The following question comes from Chapter 6.4, Exercise 4 on page 156 in the set of notes Topology Without Tears.
Using Exercise 2 and 3, show that while $f: \mathbb R \to \mathbb R$ given by $f(x)=\cos(x)$ does not satisfy the condition of the Contraction Mapping Theorem, it nevertheless has a unique fixed point.
The "Exercise 2 and 3" mentioned in the question (which I've already done) were
Extend the Contraction Mapping Theorem by showing that if $f$ is a mapping of a complete metric space $(X,d)$ into itself and $f^N$ is a contraction mapping for some positive integer $N$, then $f$ has precisely one fixed point.
Use the Mean Value Theorem to prove the following:
Let $f: [a,b] \to [a,b]$ be differentiable.

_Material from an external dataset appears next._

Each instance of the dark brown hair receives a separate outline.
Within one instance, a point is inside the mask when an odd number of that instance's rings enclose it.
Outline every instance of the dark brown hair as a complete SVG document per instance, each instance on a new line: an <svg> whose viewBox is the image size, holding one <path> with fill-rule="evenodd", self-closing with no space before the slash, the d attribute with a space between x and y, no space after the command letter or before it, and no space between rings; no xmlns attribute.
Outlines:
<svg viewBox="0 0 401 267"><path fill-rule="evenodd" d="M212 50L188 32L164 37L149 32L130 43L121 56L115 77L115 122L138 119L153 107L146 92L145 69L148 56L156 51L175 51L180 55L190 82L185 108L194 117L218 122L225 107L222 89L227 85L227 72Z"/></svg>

Then $f$ is a contraction if and only of there exists an $r \in (0,1)$ such that $|f'(x)|\le r$, for all $x \in [a,b]$.
Can anybody please show me how to use those to show that $f(x)=\cos(x)$ has a unique fixed point?
I know, from a Numerical Analysis course, that this fixed point can be found using a method such as Newton's Method, but I am not sure how to prove that it actually exists (and is unique).
Best Answer
This isn't the suggested proof at all, but it's a lot simpler, and I hope it's of some value. @Jonas Meyer's comment seems to give a good route to solving the problem as suggested, so there's no reason to duplicate.
A fixed point of $x \mapsto \cos x$ must be between $-1$ and $1$, because at a fixed point $\cos x = x$, and the codomain of $\cos$ is $[-1, 1]$.
For $-1 < x < 0$, cosine is positive but $x$ is negative, so we need only consider $0 \le x \le 1$.
At $0$, $g(x) = \cos x - x$ is positive. At $1$, $g(1)$ is negative (by direct evaluation). Throughout the interval, $g'(x) < 0$, so $g$ has at most one zero, say $b$, in the interval, and at that point $\cos b - b = 0$, so $\cos b = b$.